Regenerant acid is introduced through the bottom distributor, and caustic is introduced through distributors above the resin bed. The regenerant streams meet at the boundary between the cation and anion resin and discharge through a collector located at the resin interface. Following regenerant introduction and displacement rinse, air and water are used to mix the resins. Then the resins are rinsed, and the unit is ready for service.
Counterflow and mixed bed systems produce a purer water than conventional cation-anion demineralizers, but require more sophisticated equipment and have a higher initial cost. The more complicated regeneration sequences require closer operator attention than standard systems. This is especially true for a mixed bed unit.

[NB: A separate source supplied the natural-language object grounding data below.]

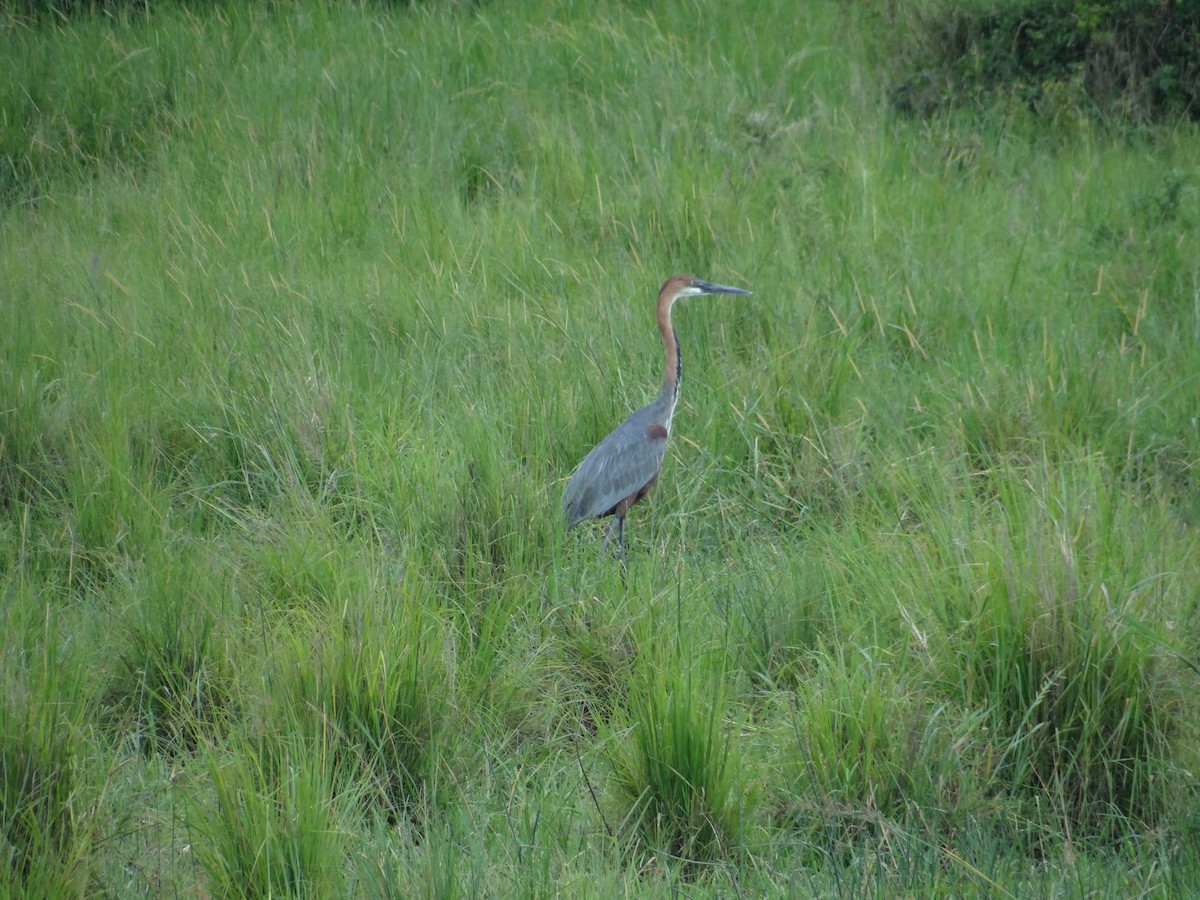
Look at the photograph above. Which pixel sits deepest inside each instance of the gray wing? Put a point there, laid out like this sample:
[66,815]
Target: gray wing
[621,465]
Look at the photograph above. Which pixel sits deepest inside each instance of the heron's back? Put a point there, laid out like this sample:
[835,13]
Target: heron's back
[621,465]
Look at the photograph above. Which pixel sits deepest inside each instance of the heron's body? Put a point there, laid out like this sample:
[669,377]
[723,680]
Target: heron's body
[623,467]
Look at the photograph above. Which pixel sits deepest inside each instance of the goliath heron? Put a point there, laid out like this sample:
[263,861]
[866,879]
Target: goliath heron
[624,466]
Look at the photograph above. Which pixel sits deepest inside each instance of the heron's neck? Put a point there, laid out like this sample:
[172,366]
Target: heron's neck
[673,372]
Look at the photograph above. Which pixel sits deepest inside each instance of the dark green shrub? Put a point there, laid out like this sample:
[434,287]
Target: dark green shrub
[1134,60]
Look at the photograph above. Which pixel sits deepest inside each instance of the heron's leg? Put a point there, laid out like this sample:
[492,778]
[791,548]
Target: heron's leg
[609,533]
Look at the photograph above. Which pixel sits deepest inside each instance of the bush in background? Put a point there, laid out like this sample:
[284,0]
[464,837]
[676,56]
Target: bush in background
[1132,60]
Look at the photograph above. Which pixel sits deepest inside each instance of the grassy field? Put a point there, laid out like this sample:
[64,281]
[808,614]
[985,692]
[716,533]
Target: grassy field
[307,313]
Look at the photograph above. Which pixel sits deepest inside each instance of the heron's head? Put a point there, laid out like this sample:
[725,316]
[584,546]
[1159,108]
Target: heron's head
[679,286]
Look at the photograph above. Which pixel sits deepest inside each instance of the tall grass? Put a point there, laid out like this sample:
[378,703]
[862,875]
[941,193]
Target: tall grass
[309,312]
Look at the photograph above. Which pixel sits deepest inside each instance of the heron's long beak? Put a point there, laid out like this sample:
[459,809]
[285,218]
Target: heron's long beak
[711,288]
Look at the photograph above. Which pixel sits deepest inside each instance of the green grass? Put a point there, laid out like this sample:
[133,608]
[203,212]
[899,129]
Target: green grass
[309,312]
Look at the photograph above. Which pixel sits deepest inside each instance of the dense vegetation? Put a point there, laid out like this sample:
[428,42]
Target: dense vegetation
[309,310]
[1120,61]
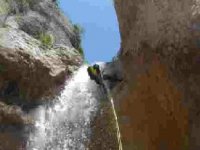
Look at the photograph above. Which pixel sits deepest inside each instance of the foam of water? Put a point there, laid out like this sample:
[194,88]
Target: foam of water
[65,125]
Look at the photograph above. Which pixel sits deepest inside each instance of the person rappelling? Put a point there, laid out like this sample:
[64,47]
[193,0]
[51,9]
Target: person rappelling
[95,74]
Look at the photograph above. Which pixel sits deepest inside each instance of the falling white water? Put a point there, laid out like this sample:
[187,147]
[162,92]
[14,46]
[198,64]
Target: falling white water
[66,124]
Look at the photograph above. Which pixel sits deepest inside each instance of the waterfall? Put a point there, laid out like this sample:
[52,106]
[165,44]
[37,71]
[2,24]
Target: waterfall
[65,125]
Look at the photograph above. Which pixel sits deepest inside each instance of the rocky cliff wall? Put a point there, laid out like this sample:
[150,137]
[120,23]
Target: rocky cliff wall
[158,101]
[39,50]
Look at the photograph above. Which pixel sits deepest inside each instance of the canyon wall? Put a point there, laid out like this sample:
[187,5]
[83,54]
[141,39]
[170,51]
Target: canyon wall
[39,50]
[158,101]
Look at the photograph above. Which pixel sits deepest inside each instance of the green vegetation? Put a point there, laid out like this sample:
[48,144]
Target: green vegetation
[4,7]
[46,39]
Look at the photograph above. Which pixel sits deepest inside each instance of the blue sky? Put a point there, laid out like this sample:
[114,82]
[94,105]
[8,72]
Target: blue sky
[101,39]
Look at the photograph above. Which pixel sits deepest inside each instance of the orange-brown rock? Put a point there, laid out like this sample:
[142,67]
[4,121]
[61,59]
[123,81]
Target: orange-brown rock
[158,101]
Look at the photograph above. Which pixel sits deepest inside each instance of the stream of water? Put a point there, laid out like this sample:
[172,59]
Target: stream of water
[66,124]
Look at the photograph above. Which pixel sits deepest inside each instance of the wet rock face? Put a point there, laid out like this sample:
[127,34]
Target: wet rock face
[160,61]
[28,70]
[112,73]
[37,55]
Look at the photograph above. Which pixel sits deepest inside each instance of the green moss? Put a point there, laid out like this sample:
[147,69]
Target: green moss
[4,7]
[46,39]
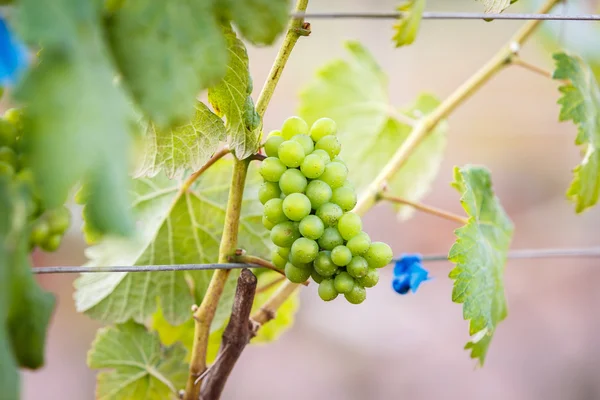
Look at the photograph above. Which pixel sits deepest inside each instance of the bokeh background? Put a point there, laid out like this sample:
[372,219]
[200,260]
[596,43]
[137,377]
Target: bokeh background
[393,346]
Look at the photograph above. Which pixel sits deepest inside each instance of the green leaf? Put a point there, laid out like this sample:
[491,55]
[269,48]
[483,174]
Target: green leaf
[354,93]
[480,255]
[408,23]
[167,51]
[141,367]
[580,103]
[175,228]
[231,99]
[75,112]
[185,147]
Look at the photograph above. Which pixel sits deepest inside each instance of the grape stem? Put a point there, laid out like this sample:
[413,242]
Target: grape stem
[426,125]
[426,209]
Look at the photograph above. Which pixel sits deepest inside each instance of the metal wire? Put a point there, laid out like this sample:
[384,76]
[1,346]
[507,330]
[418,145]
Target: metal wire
[447,16]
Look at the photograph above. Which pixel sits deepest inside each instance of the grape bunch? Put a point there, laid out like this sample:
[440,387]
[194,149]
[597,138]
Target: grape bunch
[47,226]
[307,207]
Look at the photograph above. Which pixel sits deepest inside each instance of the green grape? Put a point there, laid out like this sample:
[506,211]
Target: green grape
[313,166]
[370,279]
[330,213]
[349,225]
[330,238]
[271,169]
[291,153]
[327,290]
[359,244]
[292,181]
[267,191]
[321,128]
[295,274]
[272,145]
[304,250]
[341,255]
[330,144]
[306,142]
[343,282]
[284,234]
[323,264]
[293,126]
[357,295]
[312,227]
[296,206]
[358,267]
[334,175]
[273,211]
[345,197]
[379,255]
[319,193]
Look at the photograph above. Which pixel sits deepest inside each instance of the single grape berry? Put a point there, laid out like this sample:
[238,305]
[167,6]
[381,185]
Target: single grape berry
[267,191]
[292,181]
[379,255]
[321,128]
[327,290]
[343,282]
[296,206]
[293,126]
[272,145]
[312,227]
[291,153]
[271,169]
[341,255]
[349,225]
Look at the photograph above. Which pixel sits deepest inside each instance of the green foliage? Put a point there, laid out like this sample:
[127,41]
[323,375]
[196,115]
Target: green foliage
[408,24]
[580,103]
[176,228]
[480,255]
[354,93]
[141,366]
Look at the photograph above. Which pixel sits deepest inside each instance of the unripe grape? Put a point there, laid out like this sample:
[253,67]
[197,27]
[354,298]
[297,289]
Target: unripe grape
[341,255]
[296,206]
[271,169]
[293,126]
[292,181]
[343,282]
[291,153]
[327,290]
[379,255]
[357,295]
[321,128]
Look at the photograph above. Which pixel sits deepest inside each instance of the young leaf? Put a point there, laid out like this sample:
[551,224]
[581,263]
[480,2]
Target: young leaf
[167,51]
[231,99]
[141,367]
[480,255]
[354,93]
[176,228]
[580,103]
[187,146]
[407,25]
[77,119]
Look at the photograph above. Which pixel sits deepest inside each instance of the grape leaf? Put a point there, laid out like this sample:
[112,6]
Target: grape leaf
[480,255]
[75,112]
[409,21]
[187,146]
[354,93]
[167,51]
[141,367]
[231,99]
[176,228]
[580,103]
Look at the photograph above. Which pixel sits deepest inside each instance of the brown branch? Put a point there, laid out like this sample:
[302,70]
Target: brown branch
[236,336]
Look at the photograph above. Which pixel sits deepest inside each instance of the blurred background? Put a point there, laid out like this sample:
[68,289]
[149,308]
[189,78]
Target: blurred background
[393,346]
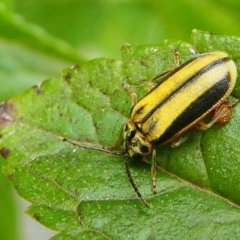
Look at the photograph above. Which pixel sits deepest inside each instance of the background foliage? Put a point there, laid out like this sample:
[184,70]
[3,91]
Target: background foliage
[39,38]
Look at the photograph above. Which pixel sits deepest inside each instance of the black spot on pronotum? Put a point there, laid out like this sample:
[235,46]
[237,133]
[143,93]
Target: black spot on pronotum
[68,76]
[4,152]
[10,177]
[6,112]
[37,216]
[144,149]
[37,88]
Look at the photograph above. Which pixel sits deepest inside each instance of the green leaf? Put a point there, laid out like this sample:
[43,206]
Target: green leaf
[85,194]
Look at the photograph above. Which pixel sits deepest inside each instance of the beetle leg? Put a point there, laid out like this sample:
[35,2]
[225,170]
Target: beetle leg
[220,115]
[154,172]
[132,94]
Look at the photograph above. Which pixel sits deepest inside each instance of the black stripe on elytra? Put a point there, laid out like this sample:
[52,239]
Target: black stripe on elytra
[196,109]
[191,80]
[166,78]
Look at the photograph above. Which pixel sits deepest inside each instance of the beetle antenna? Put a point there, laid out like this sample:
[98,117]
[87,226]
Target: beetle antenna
[94,147]
[134,184]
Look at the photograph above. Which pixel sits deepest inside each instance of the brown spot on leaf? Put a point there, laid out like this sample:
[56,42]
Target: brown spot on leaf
[6,112]
[4,152]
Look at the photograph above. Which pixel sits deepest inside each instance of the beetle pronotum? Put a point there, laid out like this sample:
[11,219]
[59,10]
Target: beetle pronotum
[179,103]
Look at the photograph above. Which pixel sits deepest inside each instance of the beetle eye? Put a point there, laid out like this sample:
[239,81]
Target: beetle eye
[132,134]
[144,149]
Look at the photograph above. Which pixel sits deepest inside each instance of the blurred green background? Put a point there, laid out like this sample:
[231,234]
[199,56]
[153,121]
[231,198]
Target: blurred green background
[39,38]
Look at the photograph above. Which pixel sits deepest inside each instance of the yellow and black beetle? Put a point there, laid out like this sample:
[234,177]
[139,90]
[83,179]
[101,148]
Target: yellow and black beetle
[179,103]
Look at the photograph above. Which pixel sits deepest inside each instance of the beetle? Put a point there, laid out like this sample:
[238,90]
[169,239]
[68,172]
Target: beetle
[174,107]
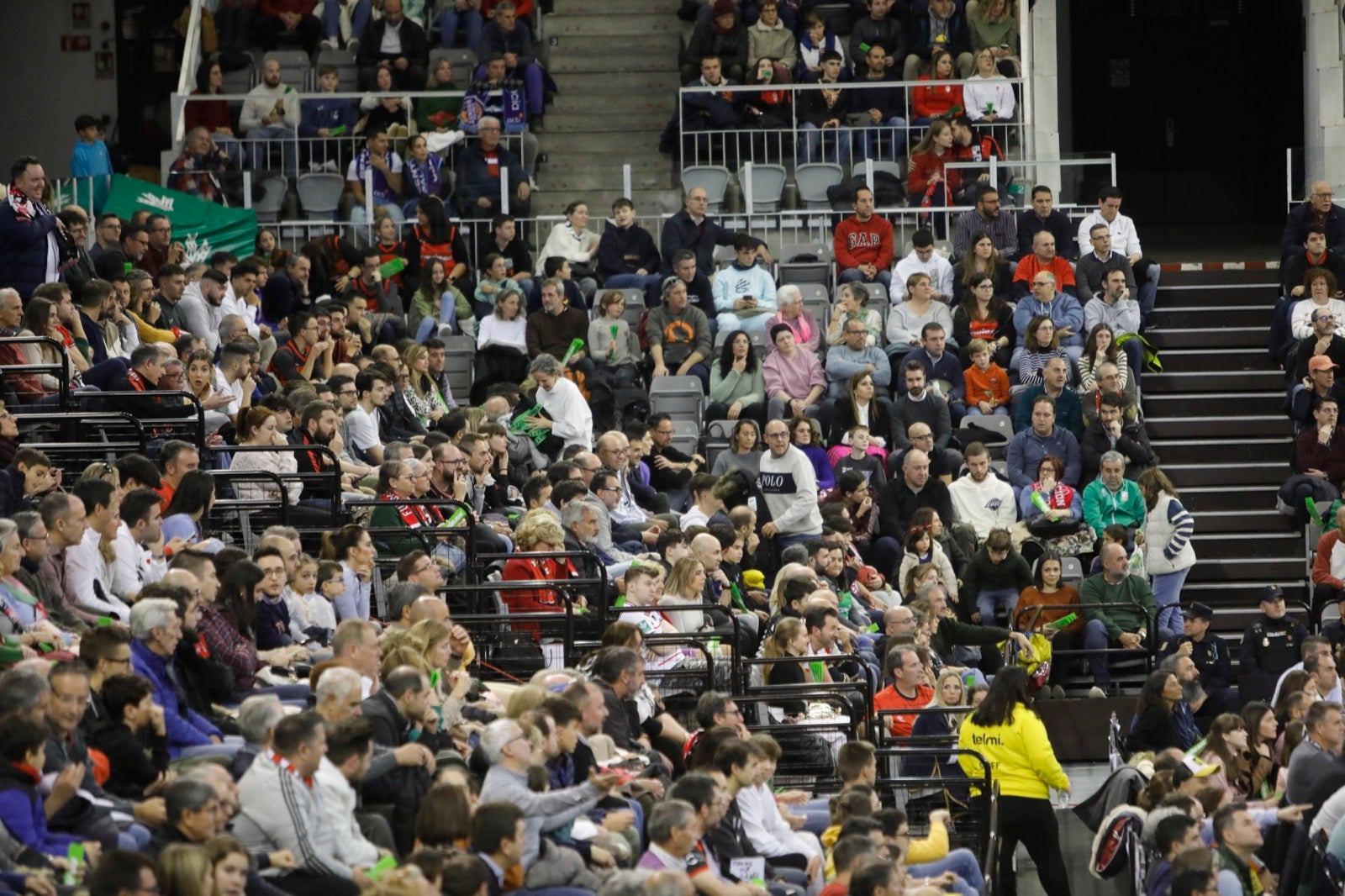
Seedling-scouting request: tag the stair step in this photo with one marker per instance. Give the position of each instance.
(1221, 546)
(1244, 474)
(1210, 316)
(1212, 403)
(1243, 568)
(605, 121)
(1223, 295)
(1227, 427)
(1207, 498)
(636, 24)
(641, 84)
(656, 57)
(1255, 521)
(1216, 381)
(1196, 338)
(1219, 279)
(605, 8)
(658, 103)
(1215, 358)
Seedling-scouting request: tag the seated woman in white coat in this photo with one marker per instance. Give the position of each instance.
(568, 416)
(744, 293)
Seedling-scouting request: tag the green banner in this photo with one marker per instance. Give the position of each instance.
(202, 228)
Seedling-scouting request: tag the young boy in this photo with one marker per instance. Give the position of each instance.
(994, 577)
(311, 609)
(557, 266)
(988, 383)
(326, 118)
(704, 503)
(861, 461)
(625, 253)
(24, 746)
(91, 159)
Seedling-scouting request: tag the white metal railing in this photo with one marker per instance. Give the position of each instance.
(798, 143)
(775, 228)
(187, 73)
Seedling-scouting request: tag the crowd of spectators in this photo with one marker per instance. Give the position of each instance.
(414, 147)
(920, 84)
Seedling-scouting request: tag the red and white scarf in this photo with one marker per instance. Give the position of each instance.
(27, 208)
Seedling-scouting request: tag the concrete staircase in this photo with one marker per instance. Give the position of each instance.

Coagulation is the destabilization of colloids by neutralizing the forces that keep them apart. Cationic coagulants provide positive electric charges to reduce the negative charge (zeta potential) of the colloids. As a result, the particles collide to form larger particles (flocks).Coagulation, thus, implies formation of smaller compact aggregates. Rapid mixing is required to disperse the coagulant throughout the liquid.
Care must be taken not to overdose the coagulants as this can cause a complete charge reversal and restabilize the colloid complex.